Federer beendet Nadals lange Sand-Serie: Schweizer gewinnt das Turnier in Hamburg

Spanier nach 81 Erfolgen en suite endlich bezwungen

Federer beendet Nadals lange Sand-Serie: Schweizer gewinnt das Turnier in Hamburg

Roger Federer hat seinen Sandfluch besiegt und Rafael Nadal die erste Niederlage auf dem ungeliebten roten Belag beigebracht. Im Traumfinale am Hamburger Rothenbaum triumphierte der Weltranglisten-Erste nach 1:55 Stunden mit 2:6,6:2,6:0 und schaffte im sechsten Duell der Giganten den ersten Erfolg auf Asche. Für Nadal war es nach 81 Siegen in Serie die erste Niederlage, durch die er zudem das Triple aus Siegen in Monte Carlo, Rom und Hamburg in einer Saison verpasste.

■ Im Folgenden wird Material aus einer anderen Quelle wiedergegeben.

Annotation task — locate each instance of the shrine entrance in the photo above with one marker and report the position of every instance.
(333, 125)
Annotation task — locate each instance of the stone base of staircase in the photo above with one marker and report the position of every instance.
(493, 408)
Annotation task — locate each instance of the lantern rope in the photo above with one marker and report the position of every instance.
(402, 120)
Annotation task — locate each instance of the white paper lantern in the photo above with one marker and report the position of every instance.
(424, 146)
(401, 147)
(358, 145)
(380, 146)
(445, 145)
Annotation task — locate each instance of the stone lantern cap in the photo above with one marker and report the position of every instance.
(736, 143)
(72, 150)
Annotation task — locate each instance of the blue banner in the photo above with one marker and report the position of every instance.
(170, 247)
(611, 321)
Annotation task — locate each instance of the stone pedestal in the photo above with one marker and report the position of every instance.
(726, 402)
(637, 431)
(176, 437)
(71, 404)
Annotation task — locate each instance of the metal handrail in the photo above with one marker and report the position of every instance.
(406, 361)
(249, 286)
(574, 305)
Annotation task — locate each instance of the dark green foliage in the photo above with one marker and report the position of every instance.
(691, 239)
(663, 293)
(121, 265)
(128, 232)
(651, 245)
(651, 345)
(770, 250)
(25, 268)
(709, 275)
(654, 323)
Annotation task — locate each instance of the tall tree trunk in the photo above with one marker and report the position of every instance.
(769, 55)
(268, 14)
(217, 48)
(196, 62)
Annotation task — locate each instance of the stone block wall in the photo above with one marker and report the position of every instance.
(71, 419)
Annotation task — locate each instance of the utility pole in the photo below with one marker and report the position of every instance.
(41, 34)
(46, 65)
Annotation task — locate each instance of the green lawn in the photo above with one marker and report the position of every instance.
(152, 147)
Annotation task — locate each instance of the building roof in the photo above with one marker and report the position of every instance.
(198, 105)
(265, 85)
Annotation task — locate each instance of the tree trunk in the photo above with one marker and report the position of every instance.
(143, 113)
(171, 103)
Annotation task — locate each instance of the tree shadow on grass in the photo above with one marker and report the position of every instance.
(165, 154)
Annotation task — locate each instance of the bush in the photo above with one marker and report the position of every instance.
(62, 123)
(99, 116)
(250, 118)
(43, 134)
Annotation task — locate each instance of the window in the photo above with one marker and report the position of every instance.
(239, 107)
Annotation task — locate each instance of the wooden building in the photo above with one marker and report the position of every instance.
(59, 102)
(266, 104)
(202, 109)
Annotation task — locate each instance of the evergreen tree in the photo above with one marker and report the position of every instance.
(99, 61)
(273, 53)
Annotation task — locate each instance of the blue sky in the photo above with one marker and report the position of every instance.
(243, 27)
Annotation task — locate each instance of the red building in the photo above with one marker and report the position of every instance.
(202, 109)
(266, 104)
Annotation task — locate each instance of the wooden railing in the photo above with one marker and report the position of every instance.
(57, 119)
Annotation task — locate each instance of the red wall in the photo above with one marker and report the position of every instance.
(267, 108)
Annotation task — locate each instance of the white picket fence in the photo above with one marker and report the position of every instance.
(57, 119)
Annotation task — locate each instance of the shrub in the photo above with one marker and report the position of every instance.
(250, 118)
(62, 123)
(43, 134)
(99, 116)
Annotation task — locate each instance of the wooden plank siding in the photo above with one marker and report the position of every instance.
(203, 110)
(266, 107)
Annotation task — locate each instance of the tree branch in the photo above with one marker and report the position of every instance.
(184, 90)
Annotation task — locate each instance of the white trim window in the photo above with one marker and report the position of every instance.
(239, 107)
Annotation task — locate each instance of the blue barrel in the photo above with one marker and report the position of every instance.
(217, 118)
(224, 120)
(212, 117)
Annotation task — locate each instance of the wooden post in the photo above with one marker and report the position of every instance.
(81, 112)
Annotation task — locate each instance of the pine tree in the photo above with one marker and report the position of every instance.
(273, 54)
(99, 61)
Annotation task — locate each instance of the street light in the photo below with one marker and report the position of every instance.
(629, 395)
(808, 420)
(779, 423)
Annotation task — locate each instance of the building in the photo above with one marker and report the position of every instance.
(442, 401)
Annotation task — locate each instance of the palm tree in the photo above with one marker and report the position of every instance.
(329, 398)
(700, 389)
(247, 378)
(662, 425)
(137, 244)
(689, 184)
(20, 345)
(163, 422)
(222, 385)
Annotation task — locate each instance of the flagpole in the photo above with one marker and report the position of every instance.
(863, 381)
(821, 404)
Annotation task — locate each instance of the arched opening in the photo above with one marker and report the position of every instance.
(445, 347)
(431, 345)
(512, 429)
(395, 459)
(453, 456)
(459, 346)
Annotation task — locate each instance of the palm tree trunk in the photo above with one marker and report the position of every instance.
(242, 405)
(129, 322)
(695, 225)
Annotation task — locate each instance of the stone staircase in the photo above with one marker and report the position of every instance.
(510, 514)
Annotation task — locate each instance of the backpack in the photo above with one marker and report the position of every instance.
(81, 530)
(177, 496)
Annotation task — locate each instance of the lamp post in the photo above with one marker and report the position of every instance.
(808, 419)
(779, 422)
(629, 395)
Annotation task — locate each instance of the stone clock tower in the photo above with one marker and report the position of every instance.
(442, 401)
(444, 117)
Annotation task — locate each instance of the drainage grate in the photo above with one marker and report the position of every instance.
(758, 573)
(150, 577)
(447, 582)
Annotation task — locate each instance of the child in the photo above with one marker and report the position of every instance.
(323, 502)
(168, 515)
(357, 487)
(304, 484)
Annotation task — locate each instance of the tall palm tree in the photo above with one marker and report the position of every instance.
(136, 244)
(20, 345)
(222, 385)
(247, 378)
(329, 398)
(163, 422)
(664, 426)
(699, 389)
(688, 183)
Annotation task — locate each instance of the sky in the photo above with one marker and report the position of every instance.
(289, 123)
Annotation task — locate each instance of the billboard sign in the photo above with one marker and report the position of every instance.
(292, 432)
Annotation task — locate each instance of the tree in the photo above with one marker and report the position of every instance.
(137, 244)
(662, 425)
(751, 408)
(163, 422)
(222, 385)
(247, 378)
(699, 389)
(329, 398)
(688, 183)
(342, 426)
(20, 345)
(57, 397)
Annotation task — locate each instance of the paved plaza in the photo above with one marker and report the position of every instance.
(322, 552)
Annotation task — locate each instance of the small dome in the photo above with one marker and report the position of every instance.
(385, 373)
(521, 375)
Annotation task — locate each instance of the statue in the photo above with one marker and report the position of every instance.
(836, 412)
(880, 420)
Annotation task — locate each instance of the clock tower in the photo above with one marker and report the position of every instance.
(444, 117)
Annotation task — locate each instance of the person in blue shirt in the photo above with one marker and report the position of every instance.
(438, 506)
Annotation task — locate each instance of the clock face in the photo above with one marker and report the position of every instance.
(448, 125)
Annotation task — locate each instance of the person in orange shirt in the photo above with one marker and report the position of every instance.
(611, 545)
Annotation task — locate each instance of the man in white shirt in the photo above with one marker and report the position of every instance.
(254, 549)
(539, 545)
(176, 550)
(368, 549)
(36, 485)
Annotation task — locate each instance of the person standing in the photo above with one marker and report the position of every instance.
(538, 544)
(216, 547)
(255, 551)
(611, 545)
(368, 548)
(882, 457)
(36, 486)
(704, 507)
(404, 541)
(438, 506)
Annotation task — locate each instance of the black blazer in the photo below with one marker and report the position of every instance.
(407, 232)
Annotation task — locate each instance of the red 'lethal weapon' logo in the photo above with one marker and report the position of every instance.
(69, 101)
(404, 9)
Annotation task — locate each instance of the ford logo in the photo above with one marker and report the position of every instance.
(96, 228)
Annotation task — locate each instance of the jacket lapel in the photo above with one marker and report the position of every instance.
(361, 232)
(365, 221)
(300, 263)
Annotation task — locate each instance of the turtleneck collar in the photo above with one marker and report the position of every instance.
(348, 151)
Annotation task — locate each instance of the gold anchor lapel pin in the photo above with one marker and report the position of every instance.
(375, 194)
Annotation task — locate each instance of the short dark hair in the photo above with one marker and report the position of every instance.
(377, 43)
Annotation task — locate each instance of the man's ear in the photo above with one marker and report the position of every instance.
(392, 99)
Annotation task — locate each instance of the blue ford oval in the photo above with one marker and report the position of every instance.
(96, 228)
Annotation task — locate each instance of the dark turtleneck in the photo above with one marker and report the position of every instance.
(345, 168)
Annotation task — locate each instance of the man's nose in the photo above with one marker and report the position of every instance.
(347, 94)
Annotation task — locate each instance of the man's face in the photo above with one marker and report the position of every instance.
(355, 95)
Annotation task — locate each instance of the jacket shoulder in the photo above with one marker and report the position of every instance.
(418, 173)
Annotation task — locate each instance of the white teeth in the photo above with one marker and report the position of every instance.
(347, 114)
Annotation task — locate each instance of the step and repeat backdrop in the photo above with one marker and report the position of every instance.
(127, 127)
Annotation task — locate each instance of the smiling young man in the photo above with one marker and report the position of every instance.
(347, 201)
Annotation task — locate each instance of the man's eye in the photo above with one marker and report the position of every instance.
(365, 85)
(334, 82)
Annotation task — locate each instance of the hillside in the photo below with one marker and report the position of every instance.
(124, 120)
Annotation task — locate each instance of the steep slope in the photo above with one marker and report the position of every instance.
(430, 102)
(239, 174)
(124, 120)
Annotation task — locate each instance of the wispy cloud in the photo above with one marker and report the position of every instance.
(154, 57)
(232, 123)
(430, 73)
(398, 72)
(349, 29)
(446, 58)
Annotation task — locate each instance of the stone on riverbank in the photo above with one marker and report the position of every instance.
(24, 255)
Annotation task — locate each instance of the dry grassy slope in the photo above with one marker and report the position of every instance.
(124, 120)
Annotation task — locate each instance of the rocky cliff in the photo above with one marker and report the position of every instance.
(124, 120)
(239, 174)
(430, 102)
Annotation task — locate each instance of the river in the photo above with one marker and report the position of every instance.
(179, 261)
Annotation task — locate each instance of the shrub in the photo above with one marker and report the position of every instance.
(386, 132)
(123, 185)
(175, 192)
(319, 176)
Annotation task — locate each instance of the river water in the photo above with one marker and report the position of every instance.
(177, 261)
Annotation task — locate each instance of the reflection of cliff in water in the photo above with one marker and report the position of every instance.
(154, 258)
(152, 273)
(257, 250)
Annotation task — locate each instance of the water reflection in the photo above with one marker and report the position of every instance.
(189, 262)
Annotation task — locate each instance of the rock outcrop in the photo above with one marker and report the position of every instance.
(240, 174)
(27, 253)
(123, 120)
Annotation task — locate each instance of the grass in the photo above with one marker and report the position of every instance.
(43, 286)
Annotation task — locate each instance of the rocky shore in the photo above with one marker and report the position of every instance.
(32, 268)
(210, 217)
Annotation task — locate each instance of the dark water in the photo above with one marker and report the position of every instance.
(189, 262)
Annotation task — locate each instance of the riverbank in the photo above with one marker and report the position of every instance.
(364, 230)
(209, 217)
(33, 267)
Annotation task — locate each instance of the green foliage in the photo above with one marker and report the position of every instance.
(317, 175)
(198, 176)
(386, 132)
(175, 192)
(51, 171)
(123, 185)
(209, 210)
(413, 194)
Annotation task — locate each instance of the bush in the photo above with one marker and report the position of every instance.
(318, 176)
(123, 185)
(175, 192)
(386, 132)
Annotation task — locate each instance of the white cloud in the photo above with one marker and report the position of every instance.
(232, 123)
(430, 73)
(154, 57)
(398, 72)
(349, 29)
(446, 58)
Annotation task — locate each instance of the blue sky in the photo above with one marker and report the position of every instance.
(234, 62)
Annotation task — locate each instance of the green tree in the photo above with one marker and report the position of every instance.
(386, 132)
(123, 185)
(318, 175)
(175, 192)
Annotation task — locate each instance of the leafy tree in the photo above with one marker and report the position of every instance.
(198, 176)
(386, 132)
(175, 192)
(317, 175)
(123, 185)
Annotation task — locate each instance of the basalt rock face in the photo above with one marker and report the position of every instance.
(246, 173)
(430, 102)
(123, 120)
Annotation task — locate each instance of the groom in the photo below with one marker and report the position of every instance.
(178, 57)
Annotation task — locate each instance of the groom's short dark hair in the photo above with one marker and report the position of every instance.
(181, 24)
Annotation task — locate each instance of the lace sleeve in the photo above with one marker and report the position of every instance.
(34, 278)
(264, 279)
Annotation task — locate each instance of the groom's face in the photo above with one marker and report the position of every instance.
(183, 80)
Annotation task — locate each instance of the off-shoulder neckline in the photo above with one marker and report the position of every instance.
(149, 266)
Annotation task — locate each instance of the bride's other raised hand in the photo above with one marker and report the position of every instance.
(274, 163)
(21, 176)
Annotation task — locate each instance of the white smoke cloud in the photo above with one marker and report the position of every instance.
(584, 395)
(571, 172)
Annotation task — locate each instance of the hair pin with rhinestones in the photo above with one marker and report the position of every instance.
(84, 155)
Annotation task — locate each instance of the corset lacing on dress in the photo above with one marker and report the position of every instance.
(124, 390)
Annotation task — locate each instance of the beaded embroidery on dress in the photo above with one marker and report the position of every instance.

Für seinen vierten Erfolg am Rothenbaum nach 2002, 2004 und 2005 kassierte Federer 340.000 Euro an Preisgeld; der Mallorquiner Nadal bekam die Hälfte. "Ich wäre schon gerne derjenige, der Rafaels Serie beendet", hatte Federer sich vorgenommen.

Doch während ein Flugzeug "Go Roger Go" an den Himmel schrieb, schien es wie schon bei der Hand voll Sandduelle zuvor und zuletzt im vergangenen Monat im Finale von Monte Carlo wieder anders zu kommen. Nadal ging rasch in Führung und düpierte den Branchen-Primus dabei mehr als einmal. Doch Federer blieb eiskalt und schlug gnadenlos zurück.

Den zweiten Satz dominierte er wie Nadal den ersten. Und im entscheidenden dritten Durchgang machte er dort weiter, wo er im teilweise grandiosen zweiten aufgehört hatte.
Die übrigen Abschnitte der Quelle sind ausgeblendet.